Analytic solution of a fractional order mathematical model for tumour with polyclonality and cell mutation

It is well established that gliomas are heterogeneous (polyclonal), that the degree of heterogeneity always rises with grade. It is believed that the more cancerous cells have a greater propensity to mutate, increasing heterogeneity. Consequently, it is anticipated that a tumour will have a variety of cell types. In this work, a fractional diffusion model for tumour growth where two cell populations are assumed, which could have different diffusivity and proliferation rates, is studied and analysed.

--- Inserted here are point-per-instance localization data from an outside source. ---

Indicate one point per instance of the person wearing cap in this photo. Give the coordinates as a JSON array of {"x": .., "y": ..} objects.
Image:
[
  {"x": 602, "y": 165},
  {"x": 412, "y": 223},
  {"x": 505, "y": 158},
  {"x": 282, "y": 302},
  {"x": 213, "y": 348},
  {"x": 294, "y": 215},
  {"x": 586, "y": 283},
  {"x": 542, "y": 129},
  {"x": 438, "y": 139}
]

The coupled system is solved analytically via the zeroth order finite Hankel transform employing the fractional derivatives with exponential and Mittag-Leffler kernels, respectively and the obtained solutions simulated using MATLAB. Important highlights of the simulations include: (i.) using the Caputo fractional derivative, and considering the scenario when the rate of loss of cell population u(r,t) is α=0.5, keeping the other values of the parameters ν=1.2,β=0.1, it is observed that, near the centre of the tumour where biopsy is to be carried out, the tumour cell concentrations u(r,t) dominates v(r,t) when t=0.5 while tumour cell population v(r,t) dominates u(r,t) at time t=2.0; (ii.) with the Atangana–Baleanu derivative, and considering the same scenario it is observed that, near the centre of the tumour, the cell concentration v(r,t) dominates u(r,t) when t=0.5 while the dominance is much higher at time t=2.0. Thus, it is concluded that, the nature of kernel in the fractional operator could indeed alter the dominance between the tumour cell concentrations.